The Internal Revenue Service conducts tax examinations or tax audits throughout the year. Getting a letter from the IRS about an examination scares most people. However, you can make an examination less stressful by preparing yourself and maintaining all the necessary documents to back up your case. While many tax examinations are not serious, you should consult a tax attorney or an accountant for advice after receiving a notice of examination from the IRS.
An examination is the same thing as an audit. The IRS selects taxpayer returns for examination for a variety of reasons. For example, the IRS uses random sampling, information comparison and computerized screening to select returns for audits. The discriminant function system is a computerized system used by the IRS that scores individual tax returns. If your return has a high score, the IRS may choose to review your return. The IRS conducts tax examinations by mail, in the field or at a business. The nature of the audit will generally determine where the examination will take place.

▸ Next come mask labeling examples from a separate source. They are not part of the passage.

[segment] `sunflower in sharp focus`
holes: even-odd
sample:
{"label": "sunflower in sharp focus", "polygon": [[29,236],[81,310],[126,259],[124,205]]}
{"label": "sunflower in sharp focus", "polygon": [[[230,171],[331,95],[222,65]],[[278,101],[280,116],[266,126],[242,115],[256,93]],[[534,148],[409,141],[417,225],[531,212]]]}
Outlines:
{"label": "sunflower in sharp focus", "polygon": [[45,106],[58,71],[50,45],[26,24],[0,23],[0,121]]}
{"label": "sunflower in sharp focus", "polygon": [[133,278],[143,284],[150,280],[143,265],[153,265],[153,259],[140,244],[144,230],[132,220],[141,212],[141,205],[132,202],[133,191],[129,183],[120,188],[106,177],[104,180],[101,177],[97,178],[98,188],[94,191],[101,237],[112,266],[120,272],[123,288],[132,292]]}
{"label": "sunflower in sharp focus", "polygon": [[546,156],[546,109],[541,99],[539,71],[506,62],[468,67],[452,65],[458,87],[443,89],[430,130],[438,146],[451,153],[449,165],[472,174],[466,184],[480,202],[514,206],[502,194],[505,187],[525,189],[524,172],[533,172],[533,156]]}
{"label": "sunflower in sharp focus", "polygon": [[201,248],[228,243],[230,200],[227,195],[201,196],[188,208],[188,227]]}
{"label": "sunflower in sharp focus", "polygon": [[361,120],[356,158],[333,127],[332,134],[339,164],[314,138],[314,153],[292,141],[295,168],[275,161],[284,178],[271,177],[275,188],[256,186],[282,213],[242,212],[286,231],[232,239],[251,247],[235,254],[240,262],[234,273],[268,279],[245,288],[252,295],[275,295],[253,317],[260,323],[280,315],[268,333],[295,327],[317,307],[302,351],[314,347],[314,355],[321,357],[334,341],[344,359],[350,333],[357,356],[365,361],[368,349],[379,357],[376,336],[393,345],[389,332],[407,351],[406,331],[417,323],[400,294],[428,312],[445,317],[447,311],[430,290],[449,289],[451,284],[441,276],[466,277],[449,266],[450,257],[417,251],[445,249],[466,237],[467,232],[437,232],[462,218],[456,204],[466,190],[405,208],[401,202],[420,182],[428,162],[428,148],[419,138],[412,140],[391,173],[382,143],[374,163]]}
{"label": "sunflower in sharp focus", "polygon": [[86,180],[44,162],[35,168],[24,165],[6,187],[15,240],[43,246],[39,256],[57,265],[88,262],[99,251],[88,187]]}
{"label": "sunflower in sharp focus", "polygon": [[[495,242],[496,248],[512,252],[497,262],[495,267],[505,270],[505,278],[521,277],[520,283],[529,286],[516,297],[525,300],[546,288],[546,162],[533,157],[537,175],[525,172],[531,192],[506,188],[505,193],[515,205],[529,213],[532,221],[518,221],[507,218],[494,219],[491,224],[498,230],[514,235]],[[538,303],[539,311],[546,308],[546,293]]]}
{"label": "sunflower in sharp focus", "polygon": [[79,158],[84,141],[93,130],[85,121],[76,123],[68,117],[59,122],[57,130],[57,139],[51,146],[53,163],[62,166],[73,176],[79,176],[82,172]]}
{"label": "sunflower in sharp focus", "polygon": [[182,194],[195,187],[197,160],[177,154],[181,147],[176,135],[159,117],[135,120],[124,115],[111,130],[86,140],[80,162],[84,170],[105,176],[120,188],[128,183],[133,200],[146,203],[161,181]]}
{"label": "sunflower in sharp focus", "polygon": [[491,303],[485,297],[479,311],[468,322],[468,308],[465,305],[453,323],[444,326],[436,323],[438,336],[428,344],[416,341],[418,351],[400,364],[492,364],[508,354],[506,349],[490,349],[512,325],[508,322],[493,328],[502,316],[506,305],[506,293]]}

Your examination notice from the IRS will list the specific areas of your return subject to examination. In most cases, the IRS will look at your total reported income by examining your financial statements, bank deposits and other investments. A discrepancy between your total deposits and the income you reported can raise a red flag. The scrutiny of the examination depends on what the IRS discovers during the initial examination. The IRS has up to three years to determine if you made any mistake on your filed tax return. If, however, the amount of the mistake exceeds 25 percent of your income, the IRS has up to six years to examine your return. If you filed a fraudulent tax return or you did not file a return, there is no statute of limitations for the IRS to examine your return.
The audit process will result in either an agreement or a disputed case. If the examining agent agrees with what you present during the audit, the IRS will accept your original return as filed. If the examining agent finds a discrepancy, you can also reach an agreement and pay the tax owed. If, however, there exists a disagreement, the IRS will take measures to reach an agreement before initiating litigation. IRS appeals officers try to mediate the best possible solution for both the taxpayers and the IRS. If the appeals officer cannot reach a settlement, the IRS will issue a statutory notice of deficiency that requires you to pay the disputed tax.
The penalties resulting from a tax examination will depend on how much you underpaid. Prison is the most serious penalty reserved for serious tax offenders that committed tax-related crimes. In most cases, you will have to pay interest due from the date you originally filed your return until the date you actually pay the tax. Additionally, the IRS commonly imposes monetary penalties based on the seriousness of the tax reporting error.